Hypoxia provided a physical constraint on body size even in a tiny insect strongly selected for larger mass, supporting the hypothesis that Triassic hypoxia may have contributed to a reduction in insect size.

http://www.plosone.org/article/info%3Ad ... ne.0003876

ScienceDaily (Aug. 12, 2007) — Researchers at the U.S. Department of Energy's Argonne National Laboratory have cast new light on why the giant insects that lived millions of years ago disappeared.

In the late Paleozoic Era, with atmospheric oxygen levels reaching record highs, some insects evolved into giants. When oxygen levels returned to lower levels, the insect giants went extinct.
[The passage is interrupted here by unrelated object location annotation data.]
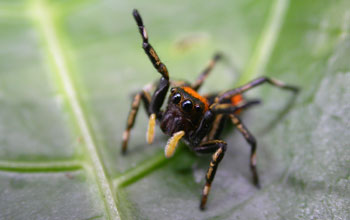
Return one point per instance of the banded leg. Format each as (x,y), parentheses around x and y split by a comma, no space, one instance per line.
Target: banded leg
(217,147)
(151,53)
(163,85)
(198,83)
(252,142)
(252,84)
(140,96)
The basis of this gigantism is thought to lie in the insect respiratory system. In contrast to vertebrates, where blood transports oxygen from the lung to the cell, insects deliver oxygen directly through a network of blind-ending tracheal tubes. As insects get bigger, this type of oxygen transport becomes far less effective. But if the atmospheric oxygen levels increase, as they did in the late Paleozoic, then longer tracheal tubes can work. This would allow larger-sized insects—even giants—to evolve.

Recent research published in the journal Proceedings of the National Academy of Science helps confirm the hypothesis that the tracheal system actually limits how big insects can be. The research provides a specific explanation for what limits size in beetles: the constriction leading to the legs.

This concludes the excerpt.